- Treasury Secretary Janet Yellen warned in a letter to House Speaker Kevin McCarthy that the United States may fail to meet its debt obligations sooner than expected.
- Yellen said the drop in tax receipts means the US could reach its debt ceiling as soon as June 1, ahead of Wall Street and Washington estimates.
- The Treasury Secretary’s letter adds pressure to stalled talks between President Joe Biden and House Republicans on how to avert what would be the first US debt default.
US Treasury Secretary Janet Yellen listens during the signing ceremony for the Indonesia Infrastructure and Financial Agreement, at the International Monetary Fund headquarters in Washington, D.C., on April 13, 2023.
Stephanie Reynolds | AFP | Getty Images
Treasury Secretary Janet Yellen warned on Monday that the United States may run out of measures to repay its debt obligations by June 1, earlier than the government and Wall Street expected.
In a letter to House Speaker Kevin McCarthy, Yellen said new data about tax receipts forced the department to raise its estimate when “the Treasury will not be able to meet all of the government’s obligations” until “early June, possibly as early as June 1, if it does not raise.” Congress or suspend the debt limit before that time.”
This date is earlier than Wall Street economists expected. Goldman Sachs’ latest estimate this week put the deadline at some point in late July, though the bank’s economists acknowledged that weaker-than-expected tax receipts could move that timetable higher.
The Congressional Budget Office also revised its estimate for the so-called X date on Monday.
“Because tax receipts through April were lower than what the Congressional Budget Office projected in February, we now estimate that there is a much greater risk that the Treasury will run out of money in early June,” CBO Director Phill Swagel wrote.
The combination of Yellen’s speech and the appreciation of the new community organizations added a new sense of urgency to the stalled negotiations between President Joe Biden and McCarthy’s Republican majority in the House of Representatives.

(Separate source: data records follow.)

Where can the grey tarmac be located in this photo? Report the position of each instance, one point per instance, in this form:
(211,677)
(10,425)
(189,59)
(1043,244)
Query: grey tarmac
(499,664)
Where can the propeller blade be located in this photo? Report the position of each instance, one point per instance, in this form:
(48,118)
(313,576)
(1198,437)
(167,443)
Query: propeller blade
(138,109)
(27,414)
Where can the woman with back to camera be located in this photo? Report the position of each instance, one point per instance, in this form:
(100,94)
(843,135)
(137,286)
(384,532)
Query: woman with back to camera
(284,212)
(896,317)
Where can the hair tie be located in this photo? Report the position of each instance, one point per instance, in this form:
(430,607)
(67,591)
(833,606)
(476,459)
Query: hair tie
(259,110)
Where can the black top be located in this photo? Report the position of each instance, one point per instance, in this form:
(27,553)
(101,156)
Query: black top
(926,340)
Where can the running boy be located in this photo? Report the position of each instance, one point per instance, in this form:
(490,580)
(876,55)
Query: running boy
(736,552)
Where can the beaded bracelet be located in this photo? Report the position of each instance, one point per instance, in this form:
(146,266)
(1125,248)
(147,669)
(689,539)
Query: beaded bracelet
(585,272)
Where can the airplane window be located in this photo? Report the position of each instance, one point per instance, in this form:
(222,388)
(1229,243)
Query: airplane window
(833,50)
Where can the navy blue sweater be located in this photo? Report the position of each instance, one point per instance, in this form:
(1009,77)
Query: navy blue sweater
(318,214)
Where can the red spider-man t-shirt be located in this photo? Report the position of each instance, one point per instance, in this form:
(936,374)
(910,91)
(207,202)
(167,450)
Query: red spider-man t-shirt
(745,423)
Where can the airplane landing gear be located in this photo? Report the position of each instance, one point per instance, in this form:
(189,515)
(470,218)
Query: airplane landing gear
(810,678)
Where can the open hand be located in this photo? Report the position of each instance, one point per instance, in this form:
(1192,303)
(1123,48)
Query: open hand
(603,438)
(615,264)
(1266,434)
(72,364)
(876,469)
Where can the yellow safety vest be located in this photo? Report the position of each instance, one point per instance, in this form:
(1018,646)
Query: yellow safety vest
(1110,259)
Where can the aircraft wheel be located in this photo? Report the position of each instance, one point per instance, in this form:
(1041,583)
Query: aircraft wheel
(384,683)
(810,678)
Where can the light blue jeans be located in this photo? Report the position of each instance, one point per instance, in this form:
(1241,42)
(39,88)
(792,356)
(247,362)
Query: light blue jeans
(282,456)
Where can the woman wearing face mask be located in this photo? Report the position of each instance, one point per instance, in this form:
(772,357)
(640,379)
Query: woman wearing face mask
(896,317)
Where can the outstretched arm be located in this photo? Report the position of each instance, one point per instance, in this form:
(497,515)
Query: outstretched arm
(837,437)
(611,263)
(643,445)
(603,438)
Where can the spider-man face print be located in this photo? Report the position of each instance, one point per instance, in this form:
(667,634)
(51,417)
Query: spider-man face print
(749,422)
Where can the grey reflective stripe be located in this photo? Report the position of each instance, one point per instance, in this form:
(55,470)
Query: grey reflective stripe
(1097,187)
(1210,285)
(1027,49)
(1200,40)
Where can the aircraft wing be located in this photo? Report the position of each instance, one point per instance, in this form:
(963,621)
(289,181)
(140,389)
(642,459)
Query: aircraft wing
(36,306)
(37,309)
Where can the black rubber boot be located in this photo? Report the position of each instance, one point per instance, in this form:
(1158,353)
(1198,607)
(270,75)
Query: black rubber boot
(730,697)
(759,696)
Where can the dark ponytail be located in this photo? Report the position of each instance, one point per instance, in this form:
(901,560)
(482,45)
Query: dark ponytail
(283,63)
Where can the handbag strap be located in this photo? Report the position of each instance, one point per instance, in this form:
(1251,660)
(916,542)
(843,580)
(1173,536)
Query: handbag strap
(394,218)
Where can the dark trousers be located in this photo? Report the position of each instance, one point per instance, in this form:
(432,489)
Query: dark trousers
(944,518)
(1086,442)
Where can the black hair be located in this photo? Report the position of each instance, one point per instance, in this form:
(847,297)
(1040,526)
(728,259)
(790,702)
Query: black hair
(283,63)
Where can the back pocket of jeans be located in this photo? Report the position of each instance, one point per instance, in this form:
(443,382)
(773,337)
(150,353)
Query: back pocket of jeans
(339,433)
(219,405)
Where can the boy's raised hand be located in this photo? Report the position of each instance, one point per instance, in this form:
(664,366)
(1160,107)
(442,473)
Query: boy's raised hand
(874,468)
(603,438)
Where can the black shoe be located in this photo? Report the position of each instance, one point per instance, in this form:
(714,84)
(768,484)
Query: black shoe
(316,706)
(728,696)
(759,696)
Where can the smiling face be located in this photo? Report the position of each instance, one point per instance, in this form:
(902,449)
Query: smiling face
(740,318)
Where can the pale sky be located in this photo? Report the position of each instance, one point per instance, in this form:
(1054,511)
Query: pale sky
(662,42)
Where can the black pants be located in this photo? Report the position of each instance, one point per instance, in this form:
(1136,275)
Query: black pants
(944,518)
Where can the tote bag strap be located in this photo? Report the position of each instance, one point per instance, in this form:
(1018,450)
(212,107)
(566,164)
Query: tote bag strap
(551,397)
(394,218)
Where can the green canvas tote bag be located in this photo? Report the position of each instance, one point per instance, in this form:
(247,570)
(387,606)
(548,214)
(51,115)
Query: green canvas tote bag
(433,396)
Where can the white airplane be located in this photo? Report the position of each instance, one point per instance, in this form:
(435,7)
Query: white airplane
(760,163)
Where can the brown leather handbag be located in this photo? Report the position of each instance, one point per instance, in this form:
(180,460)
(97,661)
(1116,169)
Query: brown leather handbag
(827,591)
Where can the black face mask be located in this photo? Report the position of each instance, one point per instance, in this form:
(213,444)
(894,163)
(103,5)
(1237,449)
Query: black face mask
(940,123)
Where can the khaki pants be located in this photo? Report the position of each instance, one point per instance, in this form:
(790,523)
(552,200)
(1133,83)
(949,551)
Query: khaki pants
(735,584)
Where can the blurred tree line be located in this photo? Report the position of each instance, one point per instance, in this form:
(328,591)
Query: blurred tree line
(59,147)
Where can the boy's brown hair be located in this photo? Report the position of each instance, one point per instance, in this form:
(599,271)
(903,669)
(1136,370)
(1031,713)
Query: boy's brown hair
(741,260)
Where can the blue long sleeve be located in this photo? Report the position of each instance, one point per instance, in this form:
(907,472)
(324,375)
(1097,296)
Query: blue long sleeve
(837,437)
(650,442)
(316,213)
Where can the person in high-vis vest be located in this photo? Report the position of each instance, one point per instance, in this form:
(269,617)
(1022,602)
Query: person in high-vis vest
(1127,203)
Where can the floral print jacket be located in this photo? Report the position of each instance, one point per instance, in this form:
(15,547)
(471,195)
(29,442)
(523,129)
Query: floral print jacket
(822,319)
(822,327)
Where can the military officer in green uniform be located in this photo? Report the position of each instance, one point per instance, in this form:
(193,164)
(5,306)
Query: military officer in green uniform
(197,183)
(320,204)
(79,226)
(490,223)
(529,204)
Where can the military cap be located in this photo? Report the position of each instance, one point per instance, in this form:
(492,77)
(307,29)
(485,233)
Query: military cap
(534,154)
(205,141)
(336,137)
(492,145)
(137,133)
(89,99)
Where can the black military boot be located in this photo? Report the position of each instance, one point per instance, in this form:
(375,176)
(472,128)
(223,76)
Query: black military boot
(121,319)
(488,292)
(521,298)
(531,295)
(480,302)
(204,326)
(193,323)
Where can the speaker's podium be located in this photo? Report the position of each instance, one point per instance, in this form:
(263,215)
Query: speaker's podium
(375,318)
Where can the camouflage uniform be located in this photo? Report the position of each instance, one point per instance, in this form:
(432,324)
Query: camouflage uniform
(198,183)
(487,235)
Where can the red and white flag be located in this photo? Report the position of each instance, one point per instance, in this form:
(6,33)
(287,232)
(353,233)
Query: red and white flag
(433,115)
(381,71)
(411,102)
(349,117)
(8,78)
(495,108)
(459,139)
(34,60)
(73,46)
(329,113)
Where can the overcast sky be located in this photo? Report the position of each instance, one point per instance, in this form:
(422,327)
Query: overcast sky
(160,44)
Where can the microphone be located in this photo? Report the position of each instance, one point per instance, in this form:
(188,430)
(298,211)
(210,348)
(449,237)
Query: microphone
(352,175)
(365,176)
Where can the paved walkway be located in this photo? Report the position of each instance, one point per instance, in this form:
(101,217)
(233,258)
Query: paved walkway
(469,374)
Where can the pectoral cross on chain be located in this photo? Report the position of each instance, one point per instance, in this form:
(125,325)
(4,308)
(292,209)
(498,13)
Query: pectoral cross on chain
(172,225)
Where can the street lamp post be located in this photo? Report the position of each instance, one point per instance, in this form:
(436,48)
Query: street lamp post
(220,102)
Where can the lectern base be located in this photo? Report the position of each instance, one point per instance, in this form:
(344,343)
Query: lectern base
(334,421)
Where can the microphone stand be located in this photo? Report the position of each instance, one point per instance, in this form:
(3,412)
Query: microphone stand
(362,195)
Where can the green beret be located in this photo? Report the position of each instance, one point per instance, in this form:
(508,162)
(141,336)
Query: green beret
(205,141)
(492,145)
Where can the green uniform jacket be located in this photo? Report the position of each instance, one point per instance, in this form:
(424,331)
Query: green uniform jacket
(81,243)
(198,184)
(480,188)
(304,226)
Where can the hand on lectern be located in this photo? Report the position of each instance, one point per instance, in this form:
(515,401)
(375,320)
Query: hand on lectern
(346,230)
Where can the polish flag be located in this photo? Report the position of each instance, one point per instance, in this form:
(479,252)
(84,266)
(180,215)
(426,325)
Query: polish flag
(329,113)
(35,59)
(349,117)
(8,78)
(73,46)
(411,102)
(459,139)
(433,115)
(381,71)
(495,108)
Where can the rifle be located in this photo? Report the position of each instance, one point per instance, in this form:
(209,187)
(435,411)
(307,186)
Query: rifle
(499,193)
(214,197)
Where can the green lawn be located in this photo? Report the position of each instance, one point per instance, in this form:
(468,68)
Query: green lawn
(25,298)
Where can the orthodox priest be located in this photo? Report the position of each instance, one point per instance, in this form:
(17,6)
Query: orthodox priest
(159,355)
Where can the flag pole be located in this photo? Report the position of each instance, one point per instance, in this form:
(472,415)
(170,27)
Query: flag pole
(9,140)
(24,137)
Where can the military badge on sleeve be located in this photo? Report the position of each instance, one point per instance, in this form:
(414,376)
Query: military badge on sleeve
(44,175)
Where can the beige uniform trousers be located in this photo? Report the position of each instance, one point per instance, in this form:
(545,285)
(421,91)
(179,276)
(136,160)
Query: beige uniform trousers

McCarthy was in Israel on Monday, addressing the Knesset, the country’s parliament.
The White House has so far refused to participate in the talks as long as McCarthy insists that the debt ceiling vote be tied to Republican plans for sweeping cuts in federal spending.
Yellen’s letter comes less than a week after a Republican bill raising the debt limit and cutting government funding passed the House, but only after McCarthy made 11th hour changes in order to win over holdout Republicans.
Goldman Sachs estimated that so far there have been few ripples in the markets from rising debt-related risks. But that could change, analysts wrote, “once the Treasury Department announces a specific congressional deadline for raising the debt limit.”
CNBC’s John Milloy contributed to this story.